0622 GMT February 25, 2020
And while we’re not speculating that an economy that grows six percent a year should suddenly find itself in the red, in China, the recent spreading of the coronavirus (commonly known as the Wuhan virus) may have an impact that lingers beyond the outbreak, pymnts.com reported.
In the latest spate of news, the Chinese government has ordered travel agencies to suspend domestic and international tours. There have also been transportation curbs imposed on cities that are home to an estimated 40 million people. Shanghai Disneyland has been shuttered indefinitely and movie houses have canceled screenings.
In other words, social life is coming to a standstill. Among the ripple effects are that, especially with the limits on Chinese tourism, wallets snap shut. It’s been well-reported that Chinese consumers buy roughly a third of luxury goods, and many do so while traveling.
And while we are quick to note that health crises are more important than dollars and yuan, the timing may be rough for the firms — and, on a larger stage, the foreign markets — that depend on the Chinese consumer for top- and bottom-line torque.
The Lunar New Year this weekend will, of course, be a muted event, where consumers had been predicted to spend more than $150 billion.

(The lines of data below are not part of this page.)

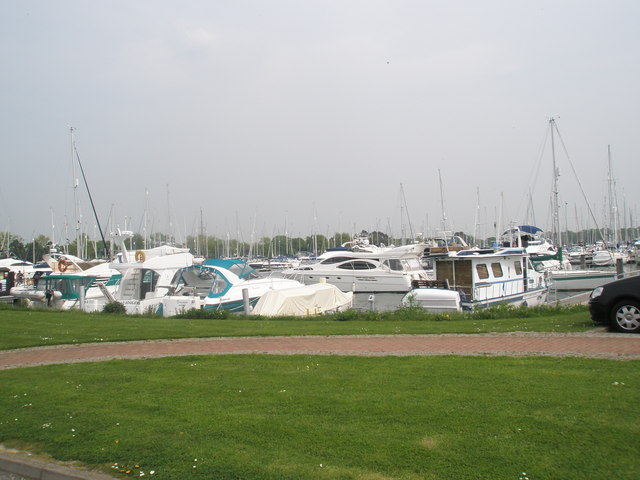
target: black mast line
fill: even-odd
[[[84,180],[84,186],[87,188],[87,195],[89,195],[89,201],[91,202],[91,208],[93,209],[93,216],[96,219],[96,223],[98,224],[98,230],[100,231],[100,237],[102,238],[102,244],[104,245],[105,252],[107,252],[107,258],[111,258],[111,252],[109,251],[109,246],[107,245],[106,240],[104,239],[104,233],[102,233],[102,227],[100,226],[100,219],[98,218],[98,214],[96,213],[96,207],[93,204],[93,198],[91,197],[91,190],[89,190],[89,184],[87,183],[87,177],[84,174],[84,168],[82,168],[82,162],[80,161],[80,155],[78,154],[78,149],[75,144],[73,145],[73,151],[76,154],[76,159],[78,160],[78,165],[80,166],[80,172],[82,173],[82,180]]]

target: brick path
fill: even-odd
[[[573,334],[358,335],[225,337],[59,345],[0,352],[0,369],[113,358],[265,353],[278,355],[544,355],[640,359],[640,335]]]

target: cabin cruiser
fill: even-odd
[[[282,272],[285,278],[305,285],[326,281],[343,292],[402,293],[411,289],[412,280],[428,280],[429,273],[420,259],[425,244],[400,247],[346,246],[330,249],[316,263]]]
[[[240,259],[209,259],[175,272],[171,292],[162,302],[163,314],[175,315],[190,308],[242,312],[244,295],[254,306],[268,291],[302,286],[300,282],[278,276],[262,277]]]
[[[173,291],[171,280],[178,270],[193,265],[193,258],[187,251],[148,260],[138,257],[134,263],[113,262],[122,280],[115,295],[107,299],[122,303],[129,314],[163,313],[162,299]]]
[[[402,300],[431,312],[474,310],[501,303],[546,302],[549,276],[536,270],[523,248],[461,250],[433,258],[435,281],[416,281]]]

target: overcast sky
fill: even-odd
[[[607,145],[637,226],[639,25],[637,0],[4,0],[0,231],[75,238],[69,126],[120,228],[550,229],[551,117],[563,227],[592,226],[578,181],[606,223]]]

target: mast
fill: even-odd
[[[473,241],[478,246],[478,224],[480,222],[480,187],[476,187],[476,215],[473,221]]]
[[[444,194],[442,192],[442,175],[440,175],[440,169],[438,169],[438,181],[440,183],[440,209],[442,210],[442,231],[446,232],[447,231],[447,214],[444,211]]]
[[[556,119],[551,117],[549,120],[549,128],[551,129],[551,160],[553,162],[553,191],[552,191],[552,209],[553,209],[553,225],[551,229],[551,237],[556,247],[560,247],[562,243],[560,238],[560,205],[558,204],[558,177],[560,171],[556,166],[556,147],[553,131],[558,128]]]
[[[76,231],[76,255],[78,257],[82,257],[82,239],[81,239],[81,222],[82,219],[80,217],[80,204],[78,203],[78,177],[76,176],[76,161],[75,161],[75,149],[76,144],[73,138],[73,131],[75,128],[69,126],[69,132],[71,133],[71,172],[72,172],[72,180],[73,180],[73,204],[75,209],[75,231]]]
[[[613,167],[611,165],[611,145],[607,145],[608,173],[607,183],[609,186],[609,228],[613,235],[613,244],[618,246],[618,199],[616,198],[616,184],[613,179]]]

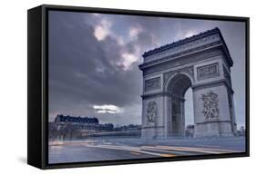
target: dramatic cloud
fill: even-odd
[[[56,11],[49,13],[49,121],[61,113],[140,124],[143,53],[214,27],[234,61],[236,117],[244,125],[244,24]]]
[[[111,27],[111,23],[103,19],[95,27],[94,35],[98,41],[104,40],[109,34],[109,29]]]

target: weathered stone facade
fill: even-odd
[[[189,87],[194,136],[236,134],[233,62],[218,28],[147,52],[143,57],[143,138],[184,136],[184,94]]]

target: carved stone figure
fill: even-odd
[[[148,103],[147,109],[147,123],[157,123],[158,105],[157,102],[151,102]]]
[[[201,95],[203,101],[203,111],[206,119],[219,117],[219,99],[218,94],[210,92]]]

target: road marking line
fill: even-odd
[[[134,154],[134,155],[140,155],[140,153],[134,152],[134,151],[131,151],[130,153],[131,153],[131,154]]]
[[[87,145],[87,147],[103,148],[103,149],[105,148],[105,149],[111,149],[111,150],[122,150],[132,151],[132,152],[137,152],[137,153],[144,153],[144,154],[153,155],[153,156],[158,156],[158,157],[162,155],[161,153],[145,151],[145,150],[141,150],[139,148],[128,147],[128,146],[118,147],[118,146],[108,146],[108,145],[97,145],[97,146]]]
[[[220,150],[220,149],[207,149],[207,148],[193,148],[193,147],[173,147],[173,146],[157,146],[160,149],[164,150],[187,150],[187,151],[197,151],[197,152],[204,152],[204,153],[231,153],[231,152],[238,152],[235,150]]]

Retailers such as Gucci and Nike had released new advertising campaigns and merchandise in anticipation of a spending deluge. McDonald’s has halted operations in a number of cities amid the outbreak.
And there’s another impact as a result of the virus. Wuhan itself is a central point of transport and industrial production for the country, and the flow of commerce will be affected.
As reported by the Economist Intelligence Unit and relayed in the South China Morning Post, the Wuhan virus could hit China’s economic growth by 50 basis points to a full percentage point. Should a full-blown epidemic ensue, the ripple effects will have waves far beyond China’s borders.